Old Nyango has nasals, prenasalized voiced consonants, and nasal+consonant combos (including nasal+prenasalized). Like Japanese which it is "related" to, it has long consonants - but not long voiced consonants - and long vowels. Long nasals at this point are less common than in Japanese because where Japanese took nasal+semivowels and turned them into long nasals (think of words like 天王/天皇 tennou), Old Nyango kept the semivowels (tenwau) at least in the beginning stages.

Now, the first step toward "Modern Nyango" I have for sure is that any form of nasalization in a consonant nasalizes and lowers the previous vowel (except /a/), but does not go across word boundaries. I'm not sure what I want to do next with nasals, aside from whatever next sound changes would affect the consonants and not the vowels. I have two ideas considered:

First being that /m n/, which in Old Nyango are palatalized basically by default, become /M\ j/. The prenasalized consonants /b d z g/ become /m n n N/ in at least some conditions.

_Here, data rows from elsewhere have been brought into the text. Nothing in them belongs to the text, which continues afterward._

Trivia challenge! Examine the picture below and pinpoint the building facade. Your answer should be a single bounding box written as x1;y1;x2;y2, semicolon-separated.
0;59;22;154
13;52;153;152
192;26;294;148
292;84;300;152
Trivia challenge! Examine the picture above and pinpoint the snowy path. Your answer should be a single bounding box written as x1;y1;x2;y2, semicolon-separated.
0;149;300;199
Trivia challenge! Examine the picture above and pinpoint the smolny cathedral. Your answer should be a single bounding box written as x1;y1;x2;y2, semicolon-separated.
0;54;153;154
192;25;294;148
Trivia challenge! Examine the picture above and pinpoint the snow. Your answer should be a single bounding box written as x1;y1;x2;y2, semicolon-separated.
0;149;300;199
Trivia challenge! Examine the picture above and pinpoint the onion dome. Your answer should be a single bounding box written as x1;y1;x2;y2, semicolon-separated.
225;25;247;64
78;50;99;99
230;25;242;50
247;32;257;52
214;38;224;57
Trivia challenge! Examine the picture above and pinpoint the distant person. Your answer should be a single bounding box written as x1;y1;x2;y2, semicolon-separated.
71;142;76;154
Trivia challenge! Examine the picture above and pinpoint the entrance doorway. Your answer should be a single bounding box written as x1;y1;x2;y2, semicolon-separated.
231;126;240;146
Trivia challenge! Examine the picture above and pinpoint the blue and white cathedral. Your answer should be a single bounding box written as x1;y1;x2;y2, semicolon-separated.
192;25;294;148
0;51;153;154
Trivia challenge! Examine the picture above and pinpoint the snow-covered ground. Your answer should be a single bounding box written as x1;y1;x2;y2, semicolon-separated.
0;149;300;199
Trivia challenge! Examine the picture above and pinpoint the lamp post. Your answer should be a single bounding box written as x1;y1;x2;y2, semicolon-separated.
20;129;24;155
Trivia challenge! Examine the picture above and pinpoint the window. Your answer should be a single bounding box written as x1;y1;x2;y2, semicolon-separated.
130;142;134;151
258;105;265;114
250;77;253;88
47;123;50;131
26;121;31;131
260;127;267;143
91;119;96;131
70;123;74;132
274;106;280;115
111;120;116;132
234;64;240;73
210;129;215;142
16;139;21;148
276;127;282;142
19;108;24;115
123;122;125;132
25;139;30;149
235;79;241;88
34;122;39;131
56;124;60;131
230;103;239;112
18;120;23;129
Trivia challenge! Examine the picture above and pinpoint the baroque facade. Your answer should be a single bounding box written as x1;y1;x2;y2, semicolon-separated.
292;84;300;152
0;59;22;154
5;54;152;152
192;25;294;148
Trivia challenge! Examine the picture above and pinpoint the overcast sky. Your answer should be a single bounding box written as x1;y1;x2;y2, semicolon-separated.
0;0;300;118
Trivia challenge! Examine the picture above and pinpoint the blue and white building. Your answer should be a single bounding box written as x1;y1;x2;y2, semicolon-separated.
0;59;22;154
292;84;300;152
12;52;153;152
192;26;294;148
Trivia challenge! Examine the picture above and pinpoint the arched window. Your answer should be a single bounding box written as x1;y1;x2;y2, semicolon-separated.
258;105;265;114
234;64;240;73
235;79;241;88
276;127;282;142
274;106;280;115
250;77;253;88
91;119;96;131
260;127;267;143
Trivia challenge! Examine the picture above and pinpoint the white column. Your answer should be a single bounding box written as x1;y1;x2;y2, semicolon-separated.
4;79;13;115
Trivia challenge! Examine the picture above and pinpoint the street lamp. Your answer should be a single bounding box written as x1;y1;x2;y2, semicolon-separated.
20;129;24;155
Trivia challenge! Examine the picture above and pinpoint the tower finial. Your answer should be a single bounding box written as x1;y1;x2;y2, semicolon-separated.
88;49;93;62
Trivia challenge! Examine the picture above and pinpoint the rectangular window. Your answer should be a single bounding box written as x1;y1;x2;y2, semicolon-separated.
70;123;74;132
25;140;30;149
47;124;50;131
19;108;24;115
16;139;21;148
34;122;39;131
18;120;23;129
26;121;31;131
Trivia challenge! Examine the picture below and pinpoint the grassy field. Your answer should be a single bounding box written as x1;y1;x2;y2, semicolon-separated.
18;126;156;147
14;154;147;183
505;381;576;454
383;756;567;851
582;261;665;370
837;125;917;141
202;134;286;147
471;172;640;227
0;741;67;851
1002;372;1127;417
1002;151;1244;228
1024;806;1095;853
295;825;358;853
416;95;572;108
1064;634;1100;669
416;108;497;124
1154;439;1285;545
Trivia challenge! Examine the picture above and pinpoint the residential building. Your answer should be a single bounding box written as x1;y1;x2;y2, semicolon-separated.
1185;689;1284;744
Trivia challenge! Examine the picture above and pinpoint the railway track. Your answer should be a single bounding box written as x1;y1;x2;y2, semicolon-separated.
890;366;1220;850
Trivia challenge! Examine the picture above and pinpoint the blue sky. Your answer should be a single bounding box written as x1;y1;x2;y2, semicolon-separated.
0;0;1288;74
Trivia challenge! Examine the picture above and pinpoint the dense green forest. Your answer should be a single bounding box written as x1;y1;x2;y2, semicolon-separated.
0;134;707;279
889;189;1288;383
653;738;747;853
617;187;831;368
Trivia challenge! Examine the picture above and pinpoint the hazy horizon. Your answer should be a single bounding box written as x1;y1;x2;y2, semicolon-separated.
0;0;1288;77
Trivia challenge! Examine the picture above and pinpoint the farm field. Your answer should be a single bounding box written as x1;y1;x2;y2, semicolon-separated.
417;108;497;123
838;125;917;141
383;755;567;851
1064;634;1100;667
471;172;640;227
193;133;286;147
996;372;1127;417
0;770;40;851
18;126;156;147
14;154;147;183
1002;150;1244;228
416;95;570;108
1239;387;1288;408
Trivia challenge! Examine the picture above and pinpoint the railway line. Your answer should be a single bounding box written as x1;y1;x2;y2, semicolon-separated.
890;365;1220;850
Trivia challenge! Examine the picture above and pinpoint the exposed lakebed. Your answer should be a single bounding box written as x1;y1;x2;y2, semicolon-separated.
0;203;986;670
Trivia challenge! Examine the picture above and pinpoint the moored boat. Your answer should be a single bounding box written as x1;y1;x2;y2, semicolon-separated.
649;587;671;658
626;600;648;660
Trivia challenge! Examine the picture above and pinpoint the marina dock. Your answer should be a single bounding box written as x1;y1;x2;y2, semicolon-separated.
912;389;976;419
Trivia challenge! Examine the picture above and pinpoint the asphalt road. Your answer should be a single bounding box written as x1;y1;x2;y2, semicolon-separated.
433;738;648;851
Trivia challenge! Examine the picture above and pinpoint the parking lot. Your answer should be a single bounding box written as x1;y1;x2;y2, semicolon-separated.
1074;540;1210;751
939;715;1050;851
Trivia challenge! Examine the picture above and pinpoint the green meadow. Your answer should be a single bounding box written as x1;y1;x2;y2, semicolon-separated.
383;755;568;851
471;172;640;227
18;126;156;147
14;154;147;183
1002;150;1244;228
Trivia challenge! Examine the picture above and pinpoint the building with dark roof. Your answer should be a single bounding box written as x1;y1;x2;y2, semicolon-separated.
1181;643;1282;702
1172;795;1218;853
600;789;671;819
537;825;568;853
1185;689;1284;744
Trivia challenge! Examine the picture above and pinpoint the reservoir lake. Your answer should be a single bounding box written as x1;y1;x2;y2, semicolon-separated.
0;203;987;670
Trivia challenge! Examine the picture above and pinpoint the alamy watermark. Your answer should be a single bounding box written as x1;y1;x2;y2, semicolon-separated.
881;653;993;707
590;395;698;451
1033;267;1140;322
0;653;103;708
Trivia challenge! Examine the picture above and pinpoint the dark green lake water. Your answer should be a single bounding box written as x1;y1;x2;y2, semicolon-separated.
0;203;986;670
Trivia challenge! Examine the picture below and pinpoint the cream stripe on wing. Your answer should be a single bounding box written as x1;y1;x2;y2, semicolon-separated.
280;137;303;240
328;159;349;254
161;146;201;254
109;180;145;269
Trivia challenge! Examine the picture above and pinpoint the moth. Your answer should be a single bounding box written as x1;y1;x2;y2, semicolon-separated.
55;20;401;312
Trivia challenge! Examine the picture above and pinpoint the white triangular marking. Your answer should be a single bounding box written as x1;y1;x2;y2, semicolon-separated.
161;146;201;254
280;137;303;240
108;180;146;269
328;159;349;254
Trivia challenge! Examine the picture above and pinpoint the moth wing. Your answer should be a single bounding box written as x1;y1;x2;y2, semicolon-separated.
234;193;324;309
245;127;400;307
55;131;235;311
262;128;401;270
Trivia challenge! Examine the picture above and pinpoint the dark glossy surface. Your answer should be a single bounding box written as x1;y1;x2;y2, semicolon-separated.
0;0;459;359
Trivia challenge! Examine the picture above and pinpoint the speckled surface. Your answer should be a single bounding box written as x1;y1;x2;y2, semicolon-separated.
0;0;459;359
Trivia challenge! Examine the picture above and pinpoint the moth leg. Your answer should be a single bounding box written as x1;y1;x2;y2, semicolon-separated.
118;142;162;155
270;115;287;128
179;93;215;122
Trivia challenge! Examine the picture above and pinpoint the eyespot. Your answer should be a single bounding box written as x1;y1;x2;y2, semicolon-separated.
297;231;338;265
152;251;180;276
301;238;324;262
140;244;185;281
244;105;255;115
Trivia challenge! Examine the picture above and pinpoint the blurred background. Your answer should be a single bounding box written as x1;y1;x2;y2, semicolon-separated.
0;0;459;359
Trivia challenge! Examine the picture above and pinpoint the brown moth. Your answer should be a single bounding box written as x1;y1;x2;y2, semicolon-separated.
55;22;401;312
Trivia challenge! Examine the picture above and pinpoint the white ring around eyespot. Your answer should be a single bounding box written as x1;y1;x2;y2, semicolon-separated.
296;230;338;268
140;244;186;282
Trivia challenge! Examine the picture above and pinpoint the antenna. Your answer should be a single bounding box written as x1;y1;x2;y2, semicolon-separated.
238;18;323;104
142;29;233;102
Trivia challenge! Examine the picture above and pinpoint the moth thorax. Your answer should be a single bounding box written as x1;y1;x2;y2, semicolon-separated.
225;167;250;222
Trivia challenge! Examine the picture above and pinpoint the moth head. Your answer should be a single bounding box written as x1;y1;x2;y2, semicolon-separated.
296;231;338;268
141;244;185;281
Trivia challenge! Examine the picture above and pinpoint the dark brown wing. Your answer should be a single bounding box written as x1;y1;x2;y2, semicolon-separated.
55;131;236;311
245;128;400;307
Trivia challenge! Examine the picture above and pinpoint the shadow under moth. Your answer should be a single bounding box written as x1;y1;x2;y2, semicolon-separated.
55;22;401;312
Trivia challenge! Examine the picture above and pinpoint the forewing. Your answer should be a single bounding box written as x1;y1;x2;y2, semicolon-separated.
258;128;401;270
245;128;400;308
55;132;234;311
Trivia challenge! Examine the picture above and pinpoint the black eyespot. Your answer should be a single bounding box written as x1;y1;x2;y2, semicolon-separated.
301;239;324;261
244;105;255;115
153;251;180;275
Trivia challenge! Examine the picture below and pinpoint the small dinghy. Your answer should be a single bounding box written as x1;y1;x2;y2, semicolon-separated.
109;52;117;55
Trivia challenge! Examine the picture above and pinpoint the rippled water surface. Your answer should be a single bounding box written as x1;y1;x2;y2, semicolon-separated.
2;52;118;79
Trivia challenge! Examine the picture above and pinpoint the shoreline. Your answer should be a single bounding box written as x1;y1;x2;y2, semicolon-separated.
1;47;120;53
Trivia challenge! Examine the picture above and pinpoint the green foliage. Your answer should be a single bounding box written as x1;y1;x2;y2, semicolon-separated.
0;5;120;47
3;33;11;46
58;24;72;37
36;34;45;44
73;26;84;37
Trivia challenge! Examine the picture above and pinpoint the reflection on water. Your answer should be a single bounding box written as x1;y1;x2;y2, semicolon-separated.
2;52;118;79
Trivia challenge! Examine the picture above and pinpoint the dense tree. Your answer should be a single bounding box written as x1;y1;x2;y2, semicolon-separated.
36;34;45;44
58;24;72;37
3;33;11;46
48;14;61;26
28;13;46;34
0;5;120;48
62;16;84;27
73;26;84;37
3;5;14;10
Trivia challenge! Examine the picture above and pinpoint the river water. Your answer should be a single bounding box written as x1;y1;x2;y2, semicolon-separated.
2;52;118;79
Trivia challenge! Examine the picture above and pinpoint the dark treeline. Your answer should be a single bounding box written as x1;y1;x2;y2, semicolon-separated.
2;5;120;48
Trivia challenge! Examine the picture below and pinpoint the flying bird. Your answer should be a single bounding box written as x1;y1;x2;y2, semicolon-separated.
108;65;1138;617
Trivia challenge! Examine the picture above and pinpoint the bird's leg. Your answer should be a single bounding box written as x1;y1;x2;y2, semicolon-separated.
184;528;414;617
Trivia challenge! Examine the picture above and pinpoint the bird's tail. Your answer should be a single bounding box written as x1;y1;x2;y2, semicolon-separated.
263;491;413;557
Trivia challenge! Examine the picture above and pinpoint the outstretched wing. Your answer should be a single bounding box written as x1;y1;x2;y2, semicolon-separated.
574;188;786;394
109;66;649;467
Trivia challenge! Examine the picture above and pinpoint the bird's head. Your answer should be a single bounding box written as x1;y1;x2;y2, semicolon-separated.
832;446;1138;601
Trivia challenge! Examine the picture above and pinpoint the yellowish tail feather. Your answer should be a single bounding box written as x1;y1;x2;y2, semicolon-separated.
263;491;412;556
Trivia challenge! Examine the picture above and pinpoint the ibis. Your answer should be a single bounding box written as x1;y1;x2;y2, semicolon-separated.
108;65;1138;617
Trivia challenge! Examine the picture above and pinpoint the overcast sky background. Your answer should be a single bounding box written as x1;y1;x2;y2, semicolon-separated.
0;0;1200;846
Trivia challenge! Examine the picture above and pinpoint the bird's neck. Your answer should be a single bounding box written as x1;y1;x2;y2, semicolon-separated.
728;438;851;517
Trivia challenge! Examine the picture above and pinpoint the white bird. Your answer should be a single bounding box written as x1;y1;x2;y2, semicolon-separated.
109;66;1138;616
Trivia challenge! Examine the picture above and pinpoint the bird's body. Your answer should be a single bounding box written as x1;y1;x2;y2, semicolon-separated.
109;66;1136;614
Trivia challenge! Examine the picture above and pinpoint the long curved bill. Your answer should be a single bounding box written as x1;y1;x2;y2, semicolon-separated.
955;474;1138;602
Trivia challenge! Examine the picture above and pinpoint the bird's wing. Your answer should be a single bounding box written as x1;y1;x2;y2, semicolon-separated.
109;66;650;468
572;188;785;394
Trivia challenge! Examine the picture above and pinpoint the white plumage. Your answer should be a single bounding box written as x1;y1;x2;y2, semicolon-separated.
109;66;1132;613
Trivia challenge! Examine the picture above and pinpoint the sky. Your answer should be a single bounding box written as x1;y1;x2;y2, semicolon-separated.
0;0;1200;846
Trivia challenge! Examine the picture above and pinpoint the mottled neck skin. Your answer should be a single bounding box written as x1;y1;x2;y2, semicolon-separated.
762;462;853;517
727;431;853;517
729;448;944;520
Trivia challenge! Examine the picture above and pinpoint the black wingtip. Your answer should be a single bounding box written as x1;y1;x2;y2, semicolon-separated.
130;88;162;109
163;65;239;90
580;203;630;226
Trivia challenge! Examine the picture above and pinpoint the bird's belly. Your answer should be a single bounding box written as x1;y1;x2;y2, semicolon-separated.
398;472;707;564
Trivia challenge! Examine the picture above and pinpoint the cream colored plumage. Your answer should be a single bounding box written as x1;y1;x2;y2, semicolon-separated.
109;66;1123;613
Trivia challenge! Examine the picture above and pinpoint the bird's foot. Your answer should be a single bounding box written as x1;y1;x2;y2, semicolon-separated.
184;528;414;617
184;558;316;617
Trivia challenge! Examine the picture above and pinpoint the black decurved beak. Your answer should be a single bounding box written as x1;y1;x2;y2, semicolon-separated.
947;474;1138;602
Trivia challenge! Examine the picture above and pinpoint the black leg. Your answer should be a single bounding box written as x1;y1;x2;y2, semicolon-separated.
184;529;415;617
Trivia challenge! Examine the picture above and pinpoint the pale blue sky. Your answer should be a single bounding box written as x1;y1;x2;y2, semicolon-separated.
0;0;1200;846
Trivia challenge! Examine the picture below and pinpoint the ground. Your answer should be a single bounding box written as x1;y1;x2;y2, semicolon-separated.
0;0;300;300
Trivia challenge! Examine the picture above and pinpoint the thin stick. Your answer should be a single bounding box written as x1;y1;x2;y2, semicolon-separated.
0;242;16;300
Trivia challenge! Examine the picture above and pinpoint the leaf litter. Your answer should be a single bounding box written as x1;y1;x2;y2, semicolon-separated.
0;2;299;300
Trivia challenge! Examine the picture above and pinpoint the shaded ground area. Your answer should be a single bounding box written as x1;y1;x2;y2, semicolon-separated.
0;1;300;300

Syllable final "N" voices the following consonant if unvoiced, possibly dropping out. Later vowel deletion in certain contexts between nasals and other consonants (as well as between a few other consonants, at least some of which make a contrast between short and long r's) would bring "N" back into words but in very different places than Standard Japanese.

The second being that /m n/ becoming /b d/ while original /b d/ devoice except when preceded by "N". "N" plus /b d g/ would then become /m: n: N:/, which would later lengthen nearby vowels when they lose their own length. In this case, the vowel deletions above wouldn't affect nasals as much, but would still happen sometimes.

At this point in either case, nasal vowels would go through a few different shifts (lengthening when alone, losing nasalization then breaking into diphthongs or merging with other long vowels, etc).

I do want Nyango to be recognizably Not Japanese at this point, but I'd also like it to be easily written with hiragana with some usage tweaks (/C/ being written with the h-series kana unless I decide to change /C/ into something else, little tsu before an r-series kana making it /r:/ and the like). I'd also have some grammar changes of course, but after these sound changes I'd like for it to start having more influence from Standard Japanese again as well as other borrowed terms from other languages through Japanese.

I know I didn't go into every sound change that I could include, since some of the other changes I'm considering would be affected by these changes. But considering that I have reasons to keep Nyango slightly conservative, and Japanese itself seems pretty conservative in its changes from the time of Late Middle Japanese, would I "have enough time" for the top set of changes to happen (in addition to a hand full of others) if this brought Nyango from slightly before Late Middle Japanese to the late 1800's or early 1900's? This wouldn't get it to modern times proper but it would give me a chance to include some more recent borrowings from Standard Japanese in the modern form.